Call submit_plan with a permutation of all 10 ids.
With a Vision-Language Model (VLM)
We used kimi-k2p5 via the Fireworks API; the call costs well under $0.01.
playing as the agent, pyramid_10 is unsurprisingly solved in one shot. The VLM does not need to be told anything extra — it can simply see everything.
Comparison
They say no blog should finish without a plot. So here it is showing the five methods we explained so far, working with the same loop, the same environment. The metric is best-so-far block similarity: the fraction of blocks the agent has ever successfully placed before a verifier failure. A score of 1.0 means a fully feasible plan.
pyramid_10. Symbolic agents (random, Z3) climb step-by-step as the verifier teaches them precedence constraints. The no-geometry LLM lands in the same regime as random;
The LLM (with proper geometric description) and VLM (with an image) both solve it in one shot.
Discussion
The symbolic and neural approaches are mirror images of each other. Symbolic synthesis encodes the problem into a formalism cut off from the world and runs a solver that manipulates only symbols.

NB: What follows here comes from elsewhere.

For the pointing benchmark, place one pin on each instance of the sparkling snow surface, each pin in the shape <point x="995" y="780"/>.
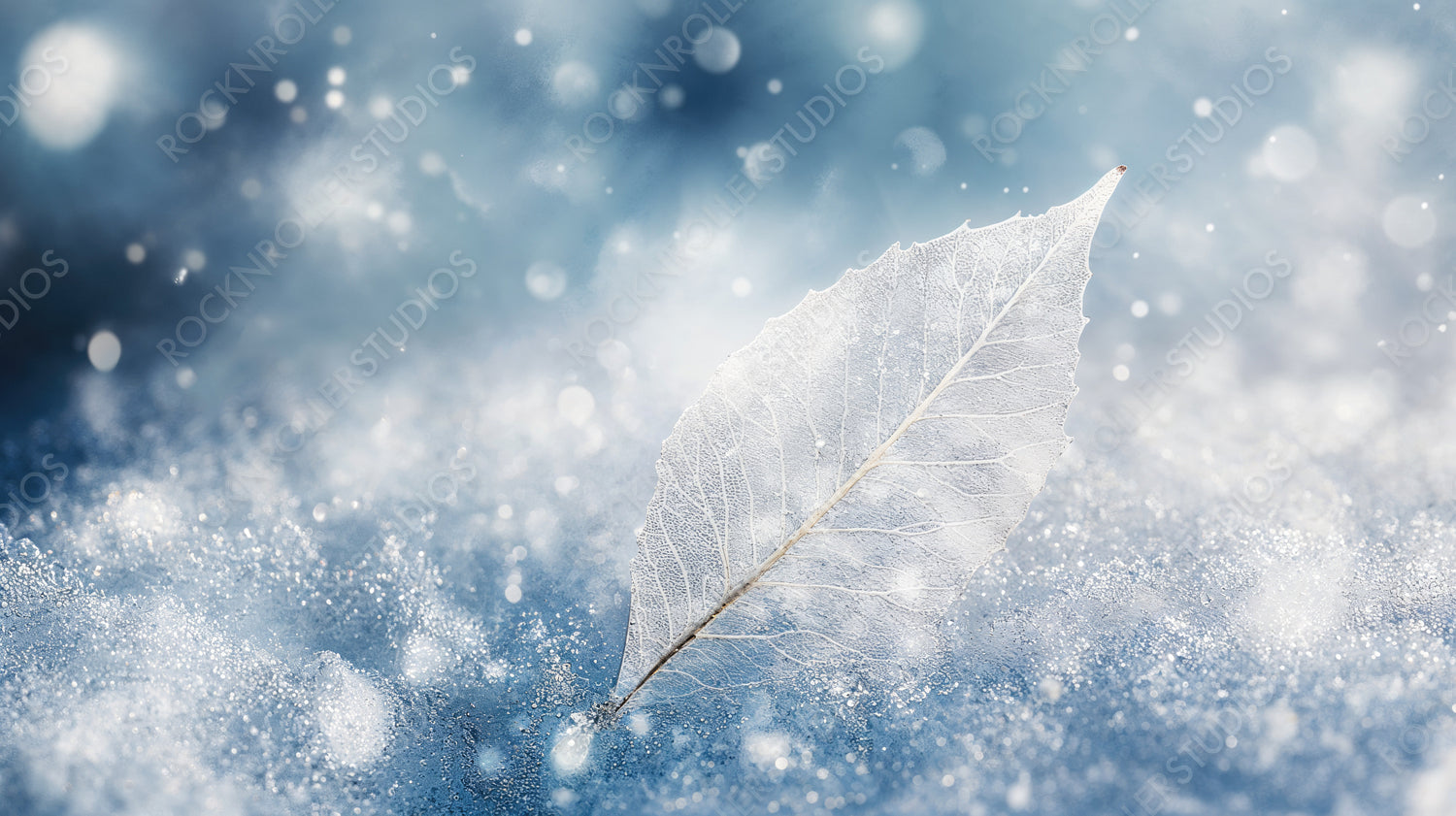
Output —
<point x="239" y="583"/>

Neural synthesis hands it to a model that already carries rich priors about the world, in whichever modality (text, images). Their strengths and weaknesses are the same fact read from opposite sides.
Symbolic synthesis is powerful because it knows nothing: its algorithm is agnostic to the real world, and that is what lets the same backend solve pyramids, recipes, course scheduling, circuit verification, and Python package dependency resolution alike — efficiently, reliably, and trustworthily. Neural synthesis is powerful because it tries to know a great deal: the priors a foundation model has internalised from terabytes of writing, code, images, and videos are exactly what a SAT solver cannot have, and that is what makes it so good at guessing.
Cost and speed
For this toy task, the mirror shows up in cycles and dollars too. Symbolic agents are local CPU work — a handful of (incremental) Z3 queries, finishing in a fraction of a second on a laptop, with all the cost sitting up-front in a few minutes of human labor spent on the encoding. Neural agents, on the other hand, push a few thousand tokens through a frontier model per round.
Beyond wall time on my laptop, we can give a very rough estimate of the compute.
A successful LLM or VLM run on pyramid_10 costs around \(10^{14}\) FLOPs and roughly one US cent in API fees. The symbolic route is effectively free at runtime and expensive at design time; the neural route is the opposite.
Very rough estimation. The LLM model we use, DeepSeek-V3p1, activates roughly 37B parameters per token; a successful run on the geometric prompt spends a few thousand tokens, giving \(\sim 2 \times 37\mathrm{B} \times 3\mathrm{K} \approx 2 \times 10^{14}\) FLOPs. Kimi-K2p5 is in the same ballpark. I am not good at these estimations, so my formula might be wrong.
Closing words
Neither paradigm has to win. In fact, what can actually make a difference is perhaps something in between. We want methods that carry a reasonable prior about the real world, and we also want methods that can solve complicated problems (thousands, millions of constraints) reliably. The simple pyramid-10 task might give the reader a false impression that the LLM/VLM is a clear win; it is not. LLM/VLM agents would suffer hugely on a much larger, industrial-scale problem.
I think we will want the LLM/VLM to understand the error (stored as plain text, or in any other format), so that we have more freedom in designing the feedback we get from the environment. We should also equip them with the right harness/scaffolding so that the agent knows when to rely on its internal knowledge for a quick decision, and when to invoke a more reliable tool and delegate the heavy-lifting planning to it. In this way we can probably get the best outcome.